O Governo aprovou em Maio passado a Estratégia Nacional para o Hidrogénio. Segundo o PÚBLICO, pretende-se que os projectos relacionados com o hidrogénio sejam capazes de mobilizar, até 2030, investimentos na ordem dos 7000 milhões de euros. Destes, cerca de “900 milhões de euros deverão ser apoios públicos ao investimento e produção”, segundo o ministro do Ambiente e da Acção Climática, João Pedro Matos Fernandes. Ou seja, o Estado vai colocar 100 milhões de euros por ano na Estratégia Nacional para o Hidrogénio. Orgulhosamente, declara-se que somos o primeiro país a desenvolver uma estratégia nacional para o hidrogénio verde. É, aparentemente, uma boa notícia. Digo aparentemente, porque não estão demonstrados os graus de rentabilidade, a dez ou 20 anos, face aos investimentos necessários. Mas o Governo está disponível a arriscar e a ser pioneiro neste domínio.

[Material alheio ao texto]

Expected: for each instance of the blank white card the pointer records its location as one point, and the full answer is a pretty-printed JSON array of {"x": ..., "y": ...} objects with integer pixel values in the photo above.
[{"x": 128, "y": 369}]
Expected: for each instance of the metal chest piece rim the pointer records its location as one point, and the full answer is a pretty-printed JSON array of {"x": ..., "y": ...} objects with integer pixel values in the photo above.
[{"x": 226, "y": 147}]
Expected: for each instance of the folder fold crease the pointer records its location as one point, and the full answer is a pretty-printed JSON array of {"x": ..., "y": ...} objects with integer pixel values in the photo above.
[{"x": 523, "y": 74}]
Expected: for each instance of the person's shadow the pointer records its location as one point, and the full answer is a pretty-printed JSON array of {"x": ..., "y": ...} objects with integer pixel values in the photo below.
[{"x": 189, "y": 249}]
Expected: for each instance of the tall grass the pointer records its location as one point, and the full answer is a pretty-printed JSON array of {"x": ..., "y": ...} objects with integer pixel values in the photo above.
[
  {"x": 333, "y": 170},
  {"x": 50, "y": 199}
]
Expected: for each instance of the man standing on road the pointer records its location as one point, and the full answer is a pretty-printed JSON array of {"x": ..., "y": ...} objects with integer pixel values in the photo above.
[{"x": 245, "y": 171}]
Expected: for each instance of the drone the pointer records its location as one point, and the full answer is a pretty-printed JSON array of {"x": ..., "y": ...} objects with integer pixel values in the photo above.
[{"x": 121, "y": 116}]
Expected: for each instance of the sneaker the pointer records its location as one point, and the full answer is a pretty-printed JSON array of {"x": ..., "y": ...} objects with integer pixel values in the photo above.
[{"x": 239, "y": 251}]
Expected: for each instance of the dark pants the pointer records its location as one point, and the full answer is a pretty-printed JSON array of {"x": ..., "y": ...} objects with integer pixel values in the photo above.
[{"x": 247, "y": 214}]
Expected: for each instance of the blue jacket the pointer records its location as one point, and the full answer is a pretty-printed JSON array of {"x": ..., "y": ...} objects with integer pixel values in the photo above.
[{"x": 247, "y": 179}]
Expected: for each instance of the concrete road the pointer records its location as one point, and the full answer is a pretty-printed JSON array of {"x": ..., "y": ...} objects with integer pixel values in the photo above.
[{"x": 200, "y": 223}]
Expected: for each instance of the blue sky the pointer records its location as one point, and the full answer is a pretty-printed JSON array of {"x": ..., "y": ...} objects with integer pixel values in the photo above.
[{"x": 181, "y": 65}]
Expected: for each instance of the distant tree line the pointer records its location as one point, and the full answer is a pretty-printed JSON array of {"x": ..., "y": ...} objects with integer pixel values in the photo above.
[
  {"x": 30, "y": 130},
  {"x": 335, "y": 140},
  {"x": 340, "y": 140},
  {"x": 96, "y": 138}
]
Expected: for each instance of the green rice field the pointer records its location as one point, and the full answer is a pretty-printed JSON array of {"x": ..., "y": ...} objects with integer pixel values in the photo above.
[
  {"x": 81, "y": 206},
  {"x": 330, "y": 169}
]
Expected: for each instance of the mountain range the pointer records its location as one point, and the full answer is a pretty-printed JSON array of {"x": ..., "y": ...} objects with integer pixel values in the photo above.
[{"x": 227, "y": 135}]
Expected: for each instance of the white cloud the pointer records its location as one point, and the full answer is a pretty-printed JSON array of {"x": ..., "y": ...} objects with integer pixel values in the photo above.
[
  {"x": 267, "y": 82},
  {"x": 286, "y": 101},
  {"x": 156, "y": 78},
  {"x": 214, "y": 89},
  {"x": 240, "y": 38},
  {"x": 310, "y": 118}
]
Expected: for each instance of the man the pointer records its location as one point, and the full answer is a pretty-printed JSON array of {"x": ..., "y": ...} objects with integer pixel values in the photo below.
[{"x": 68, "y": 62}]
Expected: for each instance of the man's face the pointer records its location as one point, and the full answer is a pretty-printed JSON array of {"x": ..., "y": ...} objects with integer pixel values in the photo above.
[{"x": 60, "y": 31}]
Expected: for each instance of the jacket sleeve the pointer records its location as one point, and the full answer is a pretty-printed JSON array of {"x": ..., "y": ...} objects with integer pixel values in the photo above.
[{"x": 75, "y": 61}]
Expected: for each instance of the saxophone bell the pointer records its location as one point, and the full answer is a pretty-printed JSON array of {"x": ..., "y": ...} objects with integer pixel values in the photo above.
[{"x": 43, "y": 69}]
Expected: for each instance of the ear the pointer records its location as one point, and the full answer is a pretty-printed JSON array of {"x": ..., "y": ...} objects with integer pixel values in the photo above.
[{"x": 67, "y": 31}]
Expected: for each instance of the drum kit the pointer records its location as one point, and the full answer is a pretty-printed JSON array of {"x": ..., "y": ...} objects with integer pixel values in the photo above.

Entretanto, apesar do tão proclamado amor da Esquerda pela Cultura, nesta área não se arrisca o aumento sério de investimento e o desenho de políticas pioneiras.
Recordo que o Partido Socialista está no Governo há cinco anos. No Programa de Governo de 2015, era dito que “a assunção da Cultura como fator essencial de inovação, qualificação e competitividade da nossa economia serão aspetos fundamentais da ação do Governo”. E ainda que “Esta prioridade política implica um compromisso de consolidação progressiva, ao longo da legislatura, dos meios orçamentais atribuídos ao setor da Cultura”. Ironicamente, em 2016, o primeiro Orçamento do Estado do Governo socialista tinha um valor mais baixo para a Cultura do que o do ano de 2015, elaborado pelo Governo que tanto criticara!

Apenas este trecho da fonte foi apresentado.